My aimless exploration of Oregon's and Missouri's public meetings isn't outrageously interesting, but it demonstrates what is possible when a calendar's data is fundamentally open. Along these lines, I have two thoughts.

  1. Prevent data from becoming closed by opening them at their sources.
  2. Anything could be data, and data could be anything.

Opening data at their sources

Typical calendar software can import and export only from other calendar software. I wouldn't say that Socrata's calendar visualization is anywhere near calendar software, we can see it as an attempt at creating calendar software whose data are fundamentally open.

Take a look at the World Bank Open Finances open data events calendar, which is populated by this form that populates an. Any data that is sent into the calendar immediately made available to the public in various formats that can be used a wide variety of programs.

There's lots of siloed data in government, and we need better software and methods for opening that up. But let's also make tools that prevent data from becoming siloed in the first place. Imagine if Outlook, Google Calendar, or whatever calendar software you use had a CSV export option.

Anything could be data, and data could be anything

For someone like me, it's not a big deal if standard calendar software does not allow CSV export; I could easily have done the same analysis I did above from iCal files, though it would have taken a bit longer. My larger concern is that people don't think of calendars and other "apps" as data.

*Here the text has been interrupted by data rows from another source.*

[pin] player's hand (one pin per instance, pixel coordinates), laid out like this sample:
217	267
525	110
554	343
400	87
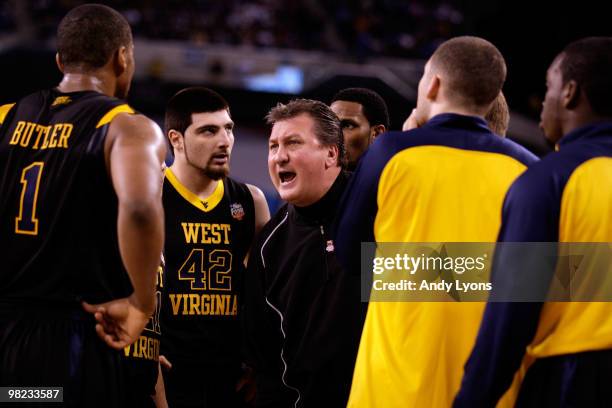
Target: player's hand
119	322
246	385
411	122
165	363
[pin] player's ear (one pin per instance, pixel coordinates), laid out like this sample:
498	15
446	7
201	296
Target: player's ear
120	60
332	156
176	140
433	88
59	63
570	95
376	131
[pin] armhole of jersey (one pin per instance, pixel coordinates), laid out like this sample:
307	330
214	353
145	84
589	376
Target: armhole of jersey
4	110
110	115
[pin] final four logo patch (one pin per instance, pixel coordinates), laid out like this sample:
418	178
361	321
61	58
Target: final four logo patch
237	211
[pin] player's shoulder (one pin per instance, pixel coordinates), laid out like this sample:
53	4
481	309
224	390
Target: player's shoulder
543	180
136	125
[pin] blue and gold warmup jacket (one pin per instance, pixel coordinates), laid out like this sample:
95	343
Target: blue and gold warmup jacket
443	182
567	197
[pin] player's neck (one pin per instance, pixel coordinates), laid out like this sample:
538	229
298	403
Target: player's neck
75	82
194	179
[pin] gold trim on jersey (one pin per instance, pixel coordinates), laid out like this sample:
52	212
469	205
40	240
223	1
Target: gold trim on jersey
206	204
110	115
4	110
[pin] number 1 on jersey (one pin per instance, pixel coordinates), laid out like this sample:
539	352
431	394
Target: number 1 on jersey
26	222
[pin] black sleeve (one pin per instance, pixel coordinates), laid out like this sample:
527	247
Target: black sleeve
261	329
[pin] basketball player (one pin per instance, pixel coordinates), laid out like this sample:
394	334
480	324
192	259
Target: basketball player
81	205
564	198
498	117
444	181
211	220
363	115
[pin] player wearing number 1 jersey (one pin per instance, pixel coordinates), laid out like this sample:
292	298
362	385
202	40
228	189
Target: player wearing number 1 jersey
210	223
80	206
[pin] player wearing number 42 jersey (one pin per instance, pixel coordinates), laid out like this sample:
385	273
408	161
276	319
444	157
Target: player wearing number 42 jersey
80	207
210	223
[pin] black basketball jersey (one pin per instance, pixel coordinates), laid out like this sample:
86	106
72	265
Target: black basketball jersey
58	209
206	243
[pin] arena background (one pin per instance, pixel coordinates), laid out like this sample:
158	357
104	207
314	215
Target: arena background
258	53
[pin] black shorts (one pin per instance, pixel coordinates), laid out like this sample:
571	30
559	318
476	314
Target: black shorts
48	347
197	385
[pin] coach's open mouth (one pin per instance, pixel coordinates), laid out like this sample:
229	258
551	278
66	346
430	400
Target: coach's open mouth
286	176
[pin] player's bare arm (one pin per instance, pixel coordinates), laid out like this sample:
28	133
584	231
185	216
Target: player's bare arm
134	153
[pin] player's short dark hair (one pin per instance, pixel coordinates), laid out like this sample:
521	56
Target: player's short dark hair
185	102
89	34
475	68
589	62
373	105
327	126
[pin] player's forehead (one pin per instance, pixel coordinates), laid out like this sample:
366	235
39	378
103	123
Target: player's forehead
347	109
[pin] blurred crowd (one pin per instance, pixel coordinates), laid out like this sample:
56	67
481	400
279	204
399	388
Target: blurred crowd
357	28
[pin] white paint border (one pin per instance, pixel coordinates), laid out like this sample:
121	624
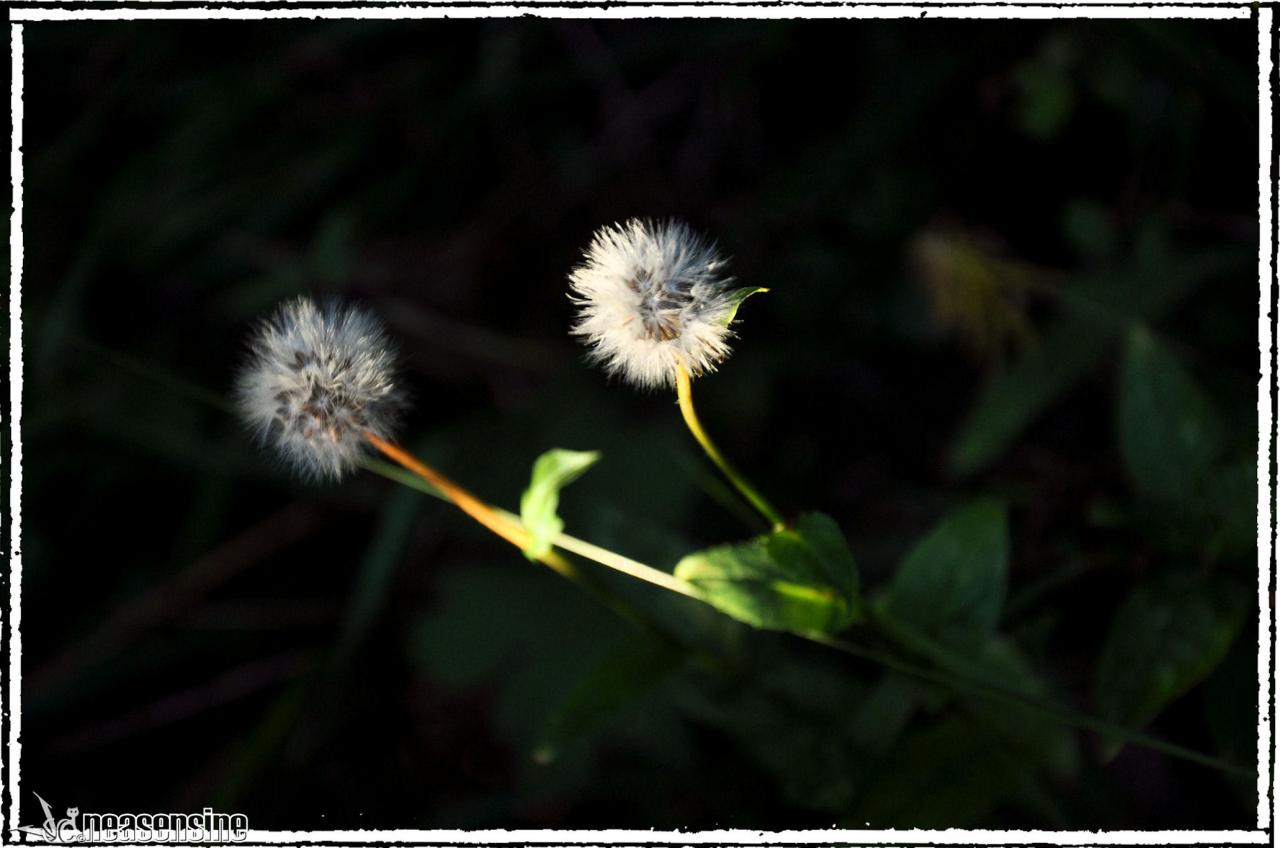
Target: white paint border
634	12
1266	541
1176	10
16	260
768	837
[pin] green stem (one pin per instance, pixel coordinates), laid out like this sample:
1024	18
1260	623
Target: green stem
983	689
685	395
562	541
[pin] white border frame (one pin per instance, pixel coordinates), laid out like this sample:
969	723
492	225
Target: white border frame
229	9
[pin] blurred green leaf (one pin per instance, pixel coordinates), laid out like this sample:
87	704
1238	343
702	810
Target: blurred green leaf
951	586
736	299
1089	228
1047	101
944	775
799	579
622	676
1096	311
552	472
1166	637
1170	434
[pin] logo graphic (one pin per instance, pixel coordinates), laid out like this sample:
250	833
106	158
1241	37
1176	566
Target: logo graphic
137	828
53	830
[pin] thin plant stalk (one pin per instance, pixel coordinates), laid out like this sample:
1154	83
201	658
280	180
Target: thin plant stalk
885	659
497	523
563	541
685	395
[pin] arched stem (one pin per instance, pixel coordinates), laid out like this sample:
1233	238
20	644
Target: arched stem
685	396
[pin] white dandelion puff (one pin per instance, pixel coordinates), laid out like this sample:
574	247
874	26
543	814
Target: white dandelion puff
652	296
319	379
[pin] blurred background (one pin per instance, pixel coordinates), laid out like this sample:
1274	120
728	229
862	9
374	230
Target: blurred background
1008	259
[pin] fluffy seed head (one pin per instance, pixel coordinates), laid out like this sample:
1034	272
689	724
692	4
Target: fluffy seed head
316	379
650	296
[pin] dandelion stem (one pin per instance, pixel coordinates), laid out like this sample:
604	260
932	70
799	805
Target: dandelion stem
685	395
563	541
886	659
502	525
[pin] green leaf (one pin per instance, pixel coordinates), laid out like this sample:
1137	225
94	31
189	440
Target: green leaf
951	586
1170	434
799	579
552	472
1097	310
736	299
1166	637
622	676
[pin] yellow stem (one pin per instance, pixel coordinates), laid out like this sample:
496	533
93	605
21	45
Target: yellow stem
497	523
685	395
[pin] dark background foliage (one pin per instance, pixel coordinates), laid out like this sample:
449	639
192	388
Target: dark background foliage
976	235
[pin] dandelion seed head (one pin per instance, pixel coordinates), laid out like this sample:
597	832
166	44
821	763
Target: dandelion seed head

To me, anything could be turned into data, and data could be turned into anything. For example, treasury cash flows that start out as nonstandard text files can be turned into tabular data and then music. Turns of a turnstile can recorded, stored in a really strange format, parsed into a nicer format and turned into music. And we could collect some information about a bunch of parking lots, put it in a data table and turn that into cookies.

Much of our statistical knowledge is based around a concept of a table, with columns as variables (like "eye color") and rows as observations. (So each row might be a different person.) This tabular representation is what I think of as "data".

If we can represent the world as data, we can apply many quantitative analytical methods to the data. First, we can convert data into other data by combining datasets, building models, &c. And then we can convert data back into real-world representations, like charts, apps, music and food.

But a lot of people don't realize this. I see this concept is a major part of what I'll call "data literacy". I propose that a lack of understanding of this concept contributes to the siloing of data and that teaching this concept is an important part of the advance of open data.